Addressing the Myths of Early Childhood Education

early educator meme

There are many different types of early childhood education. Whether education is being provided at an in home family daycare, daycare center, preschool, or Head Start, all of these programs fill an important niche in our communities.  Someone phrased it to me very well the other day, “If you guys (child care providers) don’t do well at your job, none of us can do well at ours.”  Essentially, if early childhood educators don’t provide quality and sustainability for our families, then the entire workforce breaks down.  That seems pretty important!


As early childhood education supporters, it is important for us to look at ways we can address the myths surrounding early childhood education.  The following are some of the most common myths, and how they can be addressed.

The myth of the babysitter

Playing with children all day, resting during naptime.  Watching lots of tv.  What a great way to spend your adulthood! These are pretty common misconceptions regarding a daycare provider (particularly if you work out of your home).  We don’t sit on babies (they’re little, and they don’t like it).  The demands put upon the in-home family daycare provider are probably the highest in the early education field. While we’ve all heard the horror stories of a chain smoking negligent in home “daycare lady”, there needs to be a clear line drawn.  Quality in home providers can facilitate one of the best environments for children.  If you are an in home provider live up to the high standards.  Register with the state, attend trainings, have support providers so you don’t burn out, and be proud of your profession.  If you aren’t an in home provider, find out about the good ones and support them in their career.

The myth of the babystealer

I was visiting with another center director about a month ago. She voiced that one of the challenges she faces from her community are the stay at home moms who are disdainful toward a business that is focused around enabling mothers to return to work and “abandon” their babies.  I wish I was making this up. We don’t steal babies.  We acknowledge that the ability to stay home with their children is a wonderful choice that many people make.  We also acknowledge that it is not the choice that many wish to make or are able to (South Dakota being in the top rankings in the nation for single parent households AND dual income households).  That is where quality, caring professionals come in to fill a societal need. P.S. Refer to my previous blog regarding The Myth of the Money Making Preschool if you think we’re stealing babies as part of a plan to become millionaires.

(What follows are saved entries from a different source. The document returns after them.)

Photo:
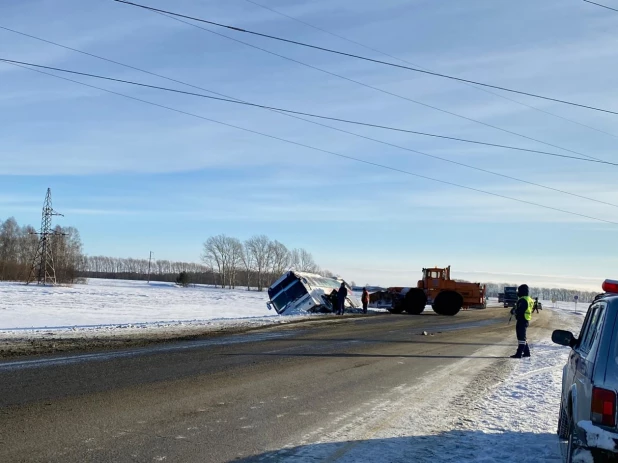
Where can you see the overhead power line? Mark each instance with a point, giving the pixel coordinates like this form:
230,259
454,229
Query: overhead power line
386,63
343,156
301,113
382,142
602,6
377,89
480,89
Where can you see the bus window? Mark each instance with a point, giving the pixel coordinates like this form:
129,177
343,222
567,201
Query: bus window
290,294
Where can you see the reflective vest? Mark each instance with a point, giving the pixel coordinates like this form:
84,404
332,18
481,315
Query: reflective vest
528,312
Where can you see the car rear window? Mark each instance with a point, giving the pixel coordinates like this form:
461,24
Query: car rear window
593,329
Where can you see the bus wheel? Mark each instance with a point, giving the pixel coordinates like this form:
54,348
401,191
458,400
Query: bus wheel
415,301
448,303
397,308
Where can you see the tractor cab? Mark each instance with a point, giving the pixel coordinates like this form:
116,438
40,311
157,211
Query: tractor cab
433,276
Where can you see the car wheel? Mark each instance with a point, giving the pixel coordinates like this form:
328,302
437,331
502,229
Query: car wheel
563,425
573,445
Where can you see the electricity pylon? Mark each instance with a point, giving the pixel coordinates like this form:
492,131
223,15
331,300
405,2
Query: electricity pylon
43,259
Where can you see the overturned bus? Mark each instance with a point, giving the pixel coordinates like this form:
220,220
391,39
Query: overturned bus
299,292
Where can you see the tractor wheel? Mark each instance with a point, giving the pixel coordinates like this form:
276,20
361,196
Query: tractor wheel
415,301
448,303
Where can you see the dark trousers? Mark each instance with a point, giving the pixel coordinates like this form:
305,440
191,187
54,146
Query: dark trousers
341,306
520,330
521,327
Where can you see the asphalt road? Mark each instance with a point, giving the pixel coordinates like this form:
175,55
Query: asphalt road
237,397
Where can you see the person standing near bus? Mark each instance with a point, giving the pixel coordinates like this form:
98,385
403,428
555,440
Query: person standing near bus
342,294
365,299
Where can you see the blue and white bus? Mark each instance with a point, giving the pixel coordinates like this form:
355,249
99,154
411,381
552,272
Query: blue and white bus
300,292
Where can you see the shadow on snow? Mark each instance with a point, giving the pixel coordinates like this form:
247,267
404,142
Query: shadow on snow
447,447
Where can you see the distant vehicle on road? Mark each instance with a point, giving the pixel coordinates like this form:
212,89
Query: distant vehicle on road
445,295
510,296
300,292
587,417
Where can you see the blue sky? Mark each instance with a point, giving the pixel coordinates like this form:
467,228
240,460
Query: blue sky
135,178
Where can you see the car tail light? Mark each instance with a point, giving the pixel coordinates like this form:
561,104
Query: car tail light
603,407
610,286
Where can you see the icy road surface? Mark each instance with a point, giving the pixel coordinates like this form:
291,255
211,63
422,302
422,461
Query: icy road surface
371,389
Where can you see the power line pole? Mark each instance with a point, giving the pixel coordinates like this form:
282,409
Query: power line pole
149,260
43,258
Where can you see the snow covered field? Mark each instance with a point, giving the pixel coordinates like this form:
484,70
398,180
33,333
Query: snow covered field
514,420
107,302
107,313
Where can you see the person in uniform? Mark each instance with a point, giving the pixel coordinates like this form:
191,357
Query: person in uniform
342,294
523,314
365,299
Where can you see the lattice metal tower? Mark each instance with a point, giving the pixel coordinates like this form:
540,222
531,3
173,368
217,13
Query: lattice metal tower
43,262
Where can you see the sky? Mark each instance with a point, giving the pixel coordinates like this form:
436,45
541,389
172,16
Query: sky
135,177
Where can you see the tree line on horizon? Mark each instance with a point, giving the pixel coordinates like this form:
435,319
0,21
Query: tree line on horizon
18,246
546,294
226,262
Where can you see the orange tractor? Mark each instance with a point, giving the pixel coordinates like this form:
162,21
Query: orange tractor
446,296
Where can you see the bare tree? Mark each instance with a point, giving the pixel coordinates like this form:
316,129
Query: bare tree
261,251
280,260
234,251
214,254
306,262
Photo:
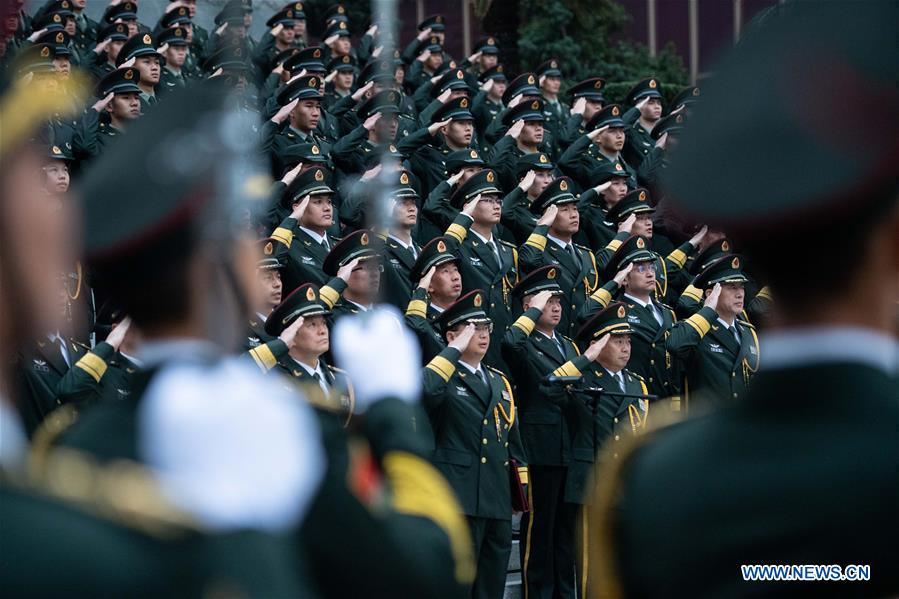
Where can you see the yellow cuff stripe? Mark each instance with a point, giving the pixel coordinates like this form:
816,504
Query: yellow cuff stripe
457,232
283,235
693,293
699,323
567,369
417,308
678,257
525,324
442,366
329,296
420,490
92,364
263,357
536,241
602,296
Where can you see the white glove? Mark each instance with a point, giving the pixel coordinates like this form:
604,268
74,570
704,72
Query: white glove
380,355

The myth of the over educator

There is a lot of buzz about whether or not preschool education pushes too much too soon.  Parents can be hesitant to enroll their children in preschool because they want their children to have more time to just be kids, or the parents themselves were never in preschool, or because the parents disliked school in general.  If a family needs care, then a program that offers preschool can be a wonderful addition to their child’s early years.  The main objectives in preschool are generally not academic goals, but social goals.  Preschool serves as an intermediary between the family home and the public or private school system. It prepares children for a more structured environment and enables them to interact with their peers, both of which are important skills for success in kindergarten.  A good preschool environment will be balanced, anything that is high pressure in not conducive for early learning.

The myth of the under educator

Children learn very effectively during play.  Play is recognized as a viable teaching tool with proper implementation.  Learning during play takes a lot of planning on the part of the early childhood educator, and can involve a lot of interaction and/or observation when it is taking place.  Learning through play does not grant the educator the ability to sit back and do nothing as students simply “play.”  It is important to be aware if an educator is using the play based method correctly.  For more information about learning through play, look at Let Them Play: An Early Learning (Un)Curriculum by Denita Dinger and Jeff Johnson.

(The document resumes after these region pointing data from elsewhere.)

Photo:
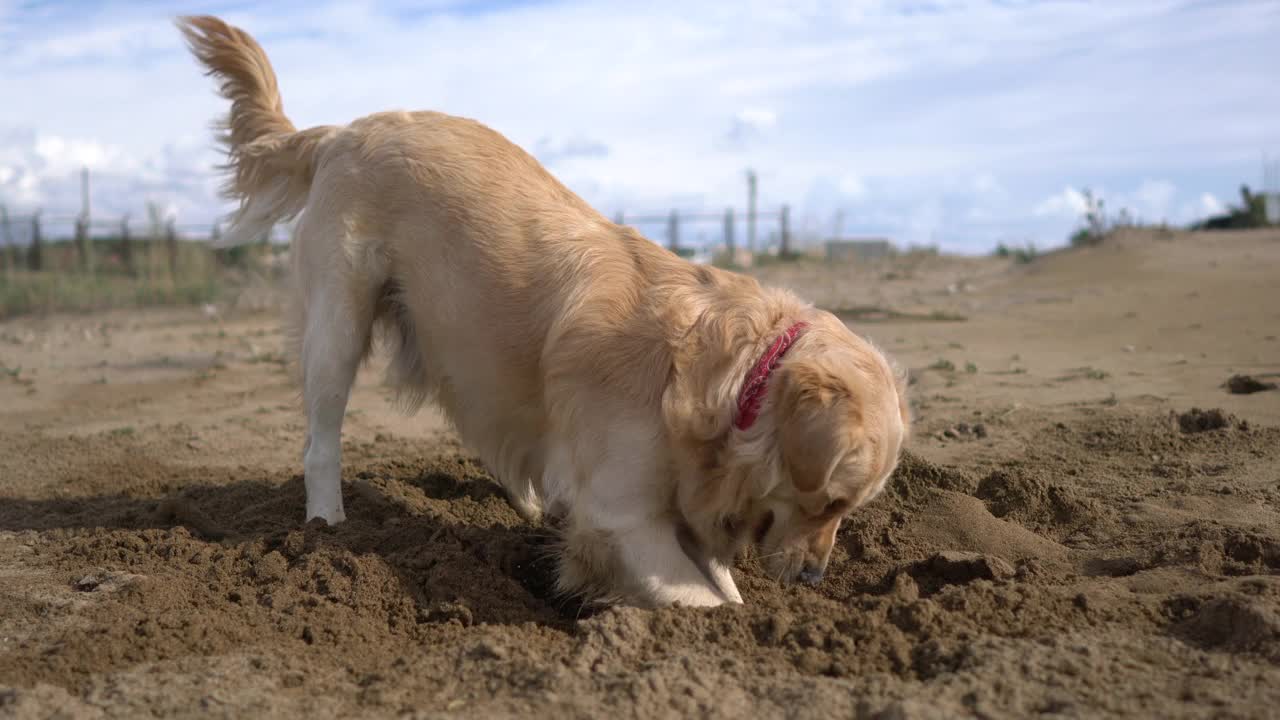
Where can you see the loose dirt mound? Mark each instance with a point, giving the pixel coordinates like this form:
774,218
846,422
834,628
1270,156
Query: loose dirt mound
955,592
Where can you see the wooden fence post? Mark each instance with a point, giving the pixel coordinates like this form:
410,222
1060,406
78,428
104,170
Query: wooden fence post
170,241
36,253
728,236
127,249
785,231
10,253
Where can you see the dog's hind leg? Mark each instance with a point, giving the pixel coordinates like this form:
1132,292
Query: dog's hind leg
337,322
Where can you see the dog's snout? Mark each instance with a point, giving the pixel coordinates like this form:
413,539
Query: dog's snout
809,575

It is important to be aware of the myths surrounding early childhood education, and to be prepared to dispel them.  While the first facility providing full day nursery school in the United States was founded in Boston in 1838, we are still navigating a field where acceptance is relatively new and standards are rapidly changing and improving.

Thank you for reading Early Education Plantation!  I encourage you to share what you read, and be sure to follow to receive my free eBook and weekly blog reminders in your inbox!  I particularly love the “play” illustration.  I received it during CDA training and can’t credit its original source, but it is one of my favorites!



One thought on “Addressing the Myths of Early Childhood Education

  1. Reading this article I had to laugh! Several years ago, okay about two decades ago, my brother. safety supervisor at a nuclear power plant, use to tease me about how great my life was. He would say things like, if must be great to have a low stress job. play with kids all day and doing art projects. When he came to visit me on vacation one year I arranged for him to spend the day with me at my low stress fun filled day. first let me state he left at noon.
    I had 4 special needs children in my group of ten. 2 autistic, 1 adhd and 1 FAS. and 3 of them had anger management issues.
    in first have hour I had a new student dropped off that was upset off and on for the first 30 mins. and my FAS student came in so it was stereo time. calmed new student so FAS student automatically calmed, room was back to normal. fire drill (unplanned short in system) so I was unable to prepare my 4 students for change in routine. By now the day is total off for routine based students so it is time to keep calm and help the group relax. No project time that morning. When I arrived home that night my brother informed me he would rather face a possible core meltdown than another day at preschool. to this day I have not let him know this is not a typical day just a fluke.
    He now has great respect of all early childhood educators.
    Thank you Jessica for this article this is a fond memory I have not thought about in years.